6. The control signal according to claim 5 wherein said first color clock, said second color clock and said third color clock are selectively inverted in response to said field signal.

7. The control device according to claim 1 wherein said first color clock, said second color clock and said third color clock substantially have the same duty cycle of 50%.

8. The control device according to claim 1 wherein said first color clock, said second color clock and said third color clock have the same frequency.

9. The control device according to claim 8 wherein the frequency of said first color clock, said second color clock and said third color clock is ⅓ the frequency of said pixel clock.

10. The control device according to claim 9 wherein said first phase difference and said second phase difference are both 120 degrees.

11. The control device according to claim 1 wherein said control device is integrated in a display controller along with the image processing circuit.

12. A method for processing a pixel clock and color data to be displayed on the delta panel, comprising steps of:

generating a first color clock, a second color clock and a third color clock having respective frequencies smaller than the frequency of a pixel clock and having a predetermined phase difference therebetween, and outputting said first color clock, said second color clock and said third color clock to the delta panel according to said pixel clock; and

outputting a first color data, a second color data, and a third color data to be displayed on the delta panel according to said pixel clock.

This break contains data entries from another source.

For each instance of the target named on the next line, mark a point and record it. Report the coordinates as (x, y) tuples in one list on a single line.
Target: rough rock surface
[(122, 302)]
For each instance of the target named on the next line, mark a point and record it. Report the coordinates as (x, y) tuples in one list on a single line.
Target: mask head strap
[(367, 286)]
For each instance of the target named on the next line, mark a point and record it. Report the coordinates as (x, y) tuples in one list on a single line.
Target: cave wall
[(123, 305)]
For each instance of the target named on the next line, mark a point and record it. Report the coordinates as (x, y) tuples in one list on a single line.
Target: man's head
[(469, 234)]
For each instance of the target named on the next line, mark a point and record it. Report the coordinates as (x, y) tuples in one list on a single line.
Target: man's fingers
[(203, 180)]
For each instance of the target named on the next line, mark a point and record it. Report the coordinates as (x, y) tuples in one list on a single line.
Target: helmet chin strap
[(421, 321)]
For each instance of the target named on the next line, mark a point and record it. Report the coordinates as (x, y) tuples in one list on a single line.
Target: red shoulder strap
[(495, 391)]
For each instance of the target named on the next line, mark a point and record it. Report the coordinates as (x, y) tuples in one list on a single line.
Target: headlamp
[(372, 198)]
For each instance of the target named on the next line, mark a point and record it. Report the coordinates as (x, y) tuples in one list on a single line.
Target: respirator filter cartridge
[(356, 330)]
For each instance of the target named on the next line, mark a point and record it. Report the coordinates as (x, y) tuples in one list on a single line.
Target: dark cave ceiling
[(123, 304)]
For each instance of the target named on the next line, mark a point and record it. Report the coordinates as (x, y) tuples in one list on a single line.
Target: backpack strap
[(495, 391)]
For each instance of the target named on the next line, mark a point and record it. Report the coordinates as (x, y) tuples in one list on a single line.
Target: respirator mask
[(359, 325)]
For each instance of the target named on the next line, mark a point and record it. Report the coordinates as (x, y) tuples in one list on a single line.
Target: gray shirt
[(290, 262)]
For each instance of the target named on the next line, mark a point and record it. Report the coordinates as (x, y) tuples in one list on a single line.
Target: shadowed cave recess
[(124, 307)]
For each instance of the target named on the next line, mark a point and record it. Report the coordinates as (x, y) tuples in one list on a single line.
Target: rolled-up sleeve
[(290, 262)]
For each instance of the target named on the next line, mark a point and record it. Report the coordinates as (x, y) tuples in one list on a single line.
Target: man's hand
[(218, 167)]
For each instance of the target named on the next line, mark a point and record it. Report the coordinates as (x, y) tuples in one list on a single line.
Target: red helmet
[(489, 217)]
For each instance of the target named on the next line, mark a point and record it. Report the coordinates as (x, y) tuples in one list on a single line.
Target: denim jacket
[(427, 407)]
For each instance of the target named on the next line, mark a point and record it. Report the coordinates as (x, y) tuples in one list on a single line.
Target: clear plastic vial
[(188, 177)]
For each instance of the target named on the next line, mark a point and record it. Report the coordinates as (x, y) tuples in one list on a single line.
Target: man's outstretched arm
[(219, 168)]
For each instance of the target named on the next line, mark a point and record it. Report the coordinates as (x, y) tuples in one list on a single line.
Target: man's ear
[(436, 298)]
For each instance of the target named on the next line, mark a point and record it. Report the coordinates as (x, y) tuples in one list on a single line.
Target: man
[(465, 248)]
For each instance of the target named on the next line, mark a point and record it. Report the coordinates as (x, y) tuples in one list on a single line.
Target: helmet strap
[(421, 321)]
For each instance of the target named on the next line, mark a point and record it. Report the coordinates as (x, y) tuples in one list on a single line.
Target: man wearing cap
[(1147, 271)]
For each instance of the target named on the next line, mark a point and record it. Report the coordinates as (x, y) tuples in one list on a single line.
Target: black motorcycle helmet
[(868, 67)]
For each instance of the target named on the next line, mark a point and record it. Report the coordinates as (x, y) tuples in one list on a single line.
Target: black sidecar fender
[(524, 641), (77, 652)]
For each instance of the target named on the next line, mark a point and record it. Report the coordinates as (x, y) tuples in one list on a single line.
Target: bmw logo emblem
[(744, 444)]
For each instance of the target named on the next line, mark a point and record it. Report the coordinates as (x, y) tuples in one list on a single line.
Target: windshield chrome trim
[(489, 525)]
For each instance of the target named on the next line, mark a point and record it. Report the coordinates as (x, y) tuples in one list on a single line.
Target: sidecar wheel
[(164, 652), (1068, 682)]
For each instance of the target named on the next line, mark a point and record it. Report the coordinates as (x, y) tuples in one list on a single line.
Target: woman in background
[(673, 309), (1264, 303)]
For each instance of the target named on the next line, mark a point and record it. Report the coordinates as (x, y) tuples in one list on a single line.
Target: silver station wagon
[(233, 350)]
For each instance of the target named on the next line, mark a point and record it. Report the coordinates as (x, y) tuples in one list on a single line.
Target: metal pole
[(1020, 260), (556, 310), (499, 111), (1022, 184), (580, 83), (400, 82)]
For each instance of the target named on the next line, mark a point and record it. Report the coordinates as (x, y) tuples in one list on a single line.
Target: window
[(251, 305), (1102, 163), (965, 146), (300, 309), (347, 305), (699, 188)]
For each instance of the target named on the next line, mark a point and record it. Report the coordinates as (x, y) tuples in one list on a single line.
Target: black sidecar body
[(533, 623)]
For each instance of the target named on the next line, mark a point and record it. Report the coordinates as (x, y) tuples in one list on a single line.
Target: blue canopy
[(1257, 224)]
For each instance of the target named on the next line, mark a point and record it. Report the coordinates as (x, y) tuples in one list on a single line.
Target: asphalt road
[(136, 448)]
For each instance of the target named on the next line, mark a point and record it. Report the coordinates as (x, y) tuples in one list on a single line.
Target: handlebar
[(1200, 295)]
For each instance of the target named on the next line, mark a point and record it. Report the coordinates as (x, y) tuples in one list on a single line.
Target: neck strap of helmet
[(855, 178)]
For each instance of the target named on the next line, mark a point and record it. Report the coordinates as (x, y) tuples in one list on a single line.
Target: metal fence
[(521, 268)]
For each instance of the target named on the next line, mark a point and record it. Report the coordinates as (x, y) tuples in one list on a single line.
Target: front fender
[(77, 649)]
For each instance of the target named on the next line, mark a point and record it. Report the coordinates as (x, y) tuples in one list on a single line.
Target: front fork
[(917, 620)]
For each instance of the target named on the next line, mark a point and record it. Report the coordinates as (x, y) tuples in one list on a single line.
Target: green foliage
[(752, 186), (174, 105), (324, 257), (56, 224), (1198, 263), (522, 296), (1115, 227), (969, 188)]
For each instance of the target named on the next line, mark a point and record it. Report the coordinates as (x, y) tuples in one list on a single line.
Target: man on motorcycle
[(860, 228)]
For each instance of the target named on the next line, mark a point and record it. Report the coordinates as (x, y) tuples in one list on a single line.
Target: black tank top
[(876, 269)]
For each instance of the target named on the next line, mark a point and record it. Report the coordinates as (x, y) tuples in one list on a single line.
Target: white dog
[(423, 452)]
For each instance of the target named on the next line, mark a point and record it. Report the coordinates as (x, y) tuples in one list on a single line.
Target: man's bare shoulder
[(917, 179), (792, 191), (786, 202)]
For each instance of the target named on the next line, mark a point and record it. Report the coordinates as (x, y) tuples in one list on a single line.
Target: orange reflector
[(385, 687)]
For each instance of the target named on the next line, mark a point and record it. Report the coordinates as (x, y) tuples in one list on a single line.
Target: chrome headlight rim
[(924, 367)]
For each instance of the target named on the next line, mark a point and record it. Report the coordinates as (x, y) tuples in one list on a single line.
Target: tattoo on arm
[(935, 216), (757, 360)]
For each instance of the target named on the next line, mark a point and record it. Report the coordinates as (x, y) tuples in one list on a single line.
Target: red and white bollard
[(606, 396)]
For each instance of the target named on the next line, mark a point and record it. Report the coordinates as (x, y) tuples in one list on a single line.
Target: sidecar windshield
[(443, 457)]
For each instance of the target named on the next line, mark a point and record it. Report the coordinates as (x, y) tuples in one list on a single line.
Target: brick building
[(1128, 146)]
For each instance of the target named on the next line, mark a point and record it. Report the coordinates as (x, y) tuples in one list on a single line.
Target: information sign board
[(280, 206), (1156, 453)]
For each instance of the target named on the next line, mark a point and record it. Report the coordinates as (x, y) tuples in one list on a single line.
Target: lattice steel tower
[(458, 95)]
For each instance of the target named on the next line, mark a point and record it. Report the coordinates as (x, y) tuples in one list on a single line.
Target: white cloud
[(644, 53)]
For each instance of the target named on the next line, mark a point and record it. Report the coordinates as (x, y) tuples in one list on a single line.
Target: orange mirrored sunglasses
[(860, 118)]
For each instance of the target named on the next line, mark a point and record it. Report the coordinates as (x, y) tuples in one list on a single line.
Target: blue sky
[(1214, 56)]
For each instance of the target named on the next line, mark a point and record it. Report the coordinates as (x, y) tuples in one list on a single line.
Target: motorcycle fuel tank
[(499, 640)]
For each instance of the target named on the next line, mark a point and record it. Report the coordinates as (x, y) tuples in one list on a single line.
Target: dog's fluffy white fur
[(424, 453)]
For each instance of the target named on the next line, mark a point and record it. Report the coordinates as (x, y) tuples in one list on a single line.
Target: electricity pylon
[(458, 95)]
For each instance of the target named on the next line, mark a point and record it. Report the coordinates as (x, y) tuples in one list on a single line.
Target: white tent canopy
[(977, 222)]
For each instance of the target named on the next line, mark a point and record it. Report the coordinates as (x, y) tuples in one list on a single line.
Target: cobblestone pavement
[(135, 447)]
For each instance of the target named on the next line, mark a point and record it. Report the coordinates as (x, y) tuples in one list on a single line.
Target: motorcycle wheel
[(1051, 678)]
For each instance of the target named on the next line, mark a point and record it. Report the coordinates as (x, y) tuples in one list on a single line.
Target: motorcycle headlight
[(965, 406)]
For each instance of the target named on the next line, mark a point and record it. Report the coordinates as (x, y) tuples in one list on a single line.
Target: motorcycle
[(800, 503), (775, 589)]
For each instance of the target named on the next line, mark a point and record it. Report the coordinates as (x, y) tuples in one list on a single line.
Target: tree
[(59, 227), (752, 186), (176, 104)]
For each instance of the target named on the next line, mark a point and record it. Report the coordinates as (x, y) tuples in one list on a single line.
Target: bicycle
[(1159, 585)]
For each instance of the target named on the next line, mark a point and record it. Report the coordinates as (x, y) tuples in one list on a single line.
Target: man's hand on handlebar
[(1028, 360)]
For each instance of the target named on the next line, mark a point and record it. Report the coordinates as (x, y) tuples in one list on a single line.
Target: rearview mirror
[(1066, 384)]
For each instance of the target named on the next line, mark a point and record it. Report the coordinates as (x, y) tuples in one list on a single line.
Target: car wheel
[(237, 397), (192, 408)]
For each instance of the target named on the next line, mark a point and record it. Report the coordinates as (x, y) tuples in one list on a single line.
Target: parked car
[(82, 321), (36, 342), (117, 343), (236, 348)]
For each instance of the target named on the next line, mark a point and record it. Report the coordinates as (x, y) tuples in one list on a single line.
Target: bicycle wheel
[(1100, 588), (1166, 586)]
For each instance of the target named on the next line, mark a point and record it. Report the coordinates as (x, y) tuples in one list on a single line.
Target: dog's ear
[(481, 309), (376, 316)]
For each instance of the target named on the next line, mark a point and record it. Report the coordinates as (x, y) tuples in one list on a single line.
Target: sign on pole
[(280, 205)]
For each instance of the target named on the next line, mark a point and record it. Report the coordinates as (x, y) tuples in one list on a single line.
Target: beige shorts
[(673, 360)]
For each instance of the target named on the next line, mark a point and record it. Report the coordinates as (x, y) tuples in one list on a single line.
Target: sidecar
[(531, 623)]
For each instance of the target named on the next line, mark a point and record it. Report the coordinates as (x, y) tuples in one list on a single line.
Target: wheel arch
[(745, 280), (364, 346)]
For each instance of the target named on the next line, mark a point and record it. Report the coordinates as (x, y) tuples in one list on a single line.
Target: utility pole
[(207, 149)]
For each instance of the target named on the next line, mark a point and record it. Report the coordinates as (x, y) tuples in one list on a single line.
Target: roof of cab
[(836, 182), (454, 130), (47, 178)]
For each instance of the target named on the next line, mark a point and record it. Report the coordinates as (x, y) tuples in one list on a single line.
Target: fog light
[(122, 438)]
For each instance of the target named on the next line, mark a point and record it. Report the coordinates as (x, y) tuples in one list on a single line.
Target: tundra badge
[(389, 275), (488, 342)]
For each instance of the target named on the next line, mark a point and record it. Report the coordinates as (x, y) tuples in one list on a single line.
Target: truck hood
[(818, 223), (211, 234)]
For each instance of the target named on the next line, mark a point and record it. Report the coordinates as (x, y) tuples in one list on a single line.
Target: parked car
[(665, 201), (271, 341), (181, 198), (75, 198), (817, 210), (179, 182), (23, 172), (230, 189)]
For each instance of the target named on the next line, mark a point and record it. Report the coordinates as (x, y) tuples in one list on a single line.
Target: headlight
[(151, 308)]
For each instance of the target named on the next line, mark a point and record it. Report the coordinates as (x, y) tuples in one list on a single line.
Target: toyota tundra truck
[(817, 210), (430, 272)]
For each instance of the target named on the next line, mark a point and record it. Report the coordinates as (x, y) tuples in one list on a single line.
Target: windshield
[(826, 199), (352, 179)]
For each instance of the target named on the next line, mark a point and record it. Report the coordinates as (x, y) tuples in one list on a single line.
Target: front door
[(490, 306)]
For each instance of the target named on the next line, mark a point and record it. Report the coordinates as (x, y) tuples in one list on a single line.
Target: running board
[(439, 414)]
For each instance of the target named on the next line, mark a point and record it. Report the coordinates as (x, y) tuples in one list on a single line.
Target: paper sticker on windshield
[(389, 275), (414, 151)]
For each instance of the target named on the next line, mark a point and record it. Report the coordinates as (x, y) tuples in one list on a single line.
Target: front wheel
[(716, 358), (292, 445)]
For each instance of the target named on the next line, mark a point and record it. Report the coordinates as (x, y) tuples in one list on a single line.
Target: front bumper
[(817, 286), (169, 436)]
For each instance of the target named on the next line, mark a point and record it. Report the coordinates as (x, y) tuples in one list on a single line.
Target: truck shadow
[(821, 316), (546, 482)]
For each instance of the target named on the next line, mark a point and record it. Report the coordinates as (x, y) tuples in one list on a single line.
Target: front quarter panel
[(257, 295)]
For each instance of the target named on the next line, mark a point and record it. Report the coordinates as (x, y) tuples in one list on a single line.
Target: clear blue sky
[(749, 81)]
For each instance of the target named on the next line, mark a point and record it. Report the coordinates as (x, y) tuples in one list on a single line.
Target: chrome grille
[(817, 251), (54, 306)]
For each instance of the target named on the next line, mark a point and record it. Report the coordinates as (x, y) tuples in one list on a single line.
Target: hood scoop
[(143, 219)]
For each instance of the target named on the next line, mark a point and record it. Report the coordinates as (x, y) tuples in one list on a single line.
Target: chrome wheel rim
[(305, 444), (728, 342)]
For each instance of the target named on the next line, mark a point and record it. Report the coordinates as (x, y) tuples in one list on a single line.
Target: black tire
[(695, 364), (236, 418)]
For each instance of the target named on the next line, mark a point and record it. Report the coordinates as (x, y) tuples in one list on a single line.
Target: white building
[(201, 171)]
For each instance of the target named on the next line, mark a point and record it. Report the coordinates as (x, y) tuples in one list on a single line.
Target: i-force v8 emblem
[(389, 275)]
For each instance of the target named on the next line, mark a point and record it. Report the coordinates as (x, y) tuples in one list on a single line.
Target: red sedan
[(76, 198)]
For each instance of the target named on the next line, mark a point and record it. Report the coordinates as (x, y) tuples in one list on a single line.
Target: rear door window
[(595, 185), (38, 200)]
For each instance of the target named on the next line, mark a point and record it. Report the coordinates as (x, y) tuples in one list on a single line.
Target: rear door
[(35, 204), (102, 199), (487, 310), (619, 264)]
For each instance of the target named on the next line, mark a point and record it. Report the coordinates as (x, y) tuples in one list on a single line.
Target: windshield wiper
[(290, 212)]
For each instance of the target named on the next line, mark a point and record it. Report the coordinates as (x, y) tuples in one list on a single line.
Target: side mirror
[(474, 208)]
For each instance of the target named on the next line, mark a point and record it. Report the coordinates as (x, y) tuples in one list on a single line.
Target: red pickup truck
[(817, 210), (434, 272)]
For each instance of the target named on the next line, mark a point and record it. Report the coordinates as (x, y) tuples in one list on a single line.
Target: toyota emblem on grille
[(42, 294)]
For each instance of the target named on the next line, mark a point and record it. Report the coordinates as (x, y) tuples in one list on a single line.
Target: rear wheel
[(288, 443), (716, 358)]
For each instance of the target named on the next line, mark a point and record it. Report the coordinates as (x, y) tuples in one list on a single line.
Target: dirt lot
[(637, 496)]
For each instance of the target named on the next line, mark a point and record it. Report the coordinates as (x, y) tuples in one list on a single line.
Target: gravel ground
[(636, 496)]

13. The method according to claim 12 wherein said first color clock, said second color clock and said third color clock are generated according to said pixel clock.

14. The method according to claim 12 wherein said first color clock, said second color clock and said third color clock substantially have the same frequency and 50% duty cycle.

15. The method according to claim 12 wherein the frequency of said first color clock, said second color clock and said third color clock is ⅓ the frequency of said pixel clock.

16. The method according to claim 12 wherein said predetermined phase difference between every two of said first color clock, said second color clock and said third color clock is substantially 120 degrees.

17. The method according to claim 12 wherein said first color data, said second color data and said third color data are sequentially displayed on the delta panel according to alternately occurring rising edges of said first color clock, said second color clock and said third color clock, respectively.

18. The method according to claim 17 wherein each of said rising edges of said first color clock, said second color clock and said third color clock is synchronized with a rising edge of said pixel clock.

19. The method according to claim 17 wherein each of said rising edges of said first color clock, said second color clock and said third color clock is synchronized with a falling edge of said pixel clock.

20. The method according to claim 12 further comprising a step of:

inverting each of said first color clock, said second color clock and said third color clock to generate a first inverted color clock, a second inverted color clock and a third inverted color clock in response to a field signal.

21. The method according to claim 20 further comprising a step of:

alternately displaying said first color data, said second color data and said third color data to the delta panel according to alternately occurring rising edges of said first inverted color clock, said second inverted color clock and said third inverted color clock, respectively.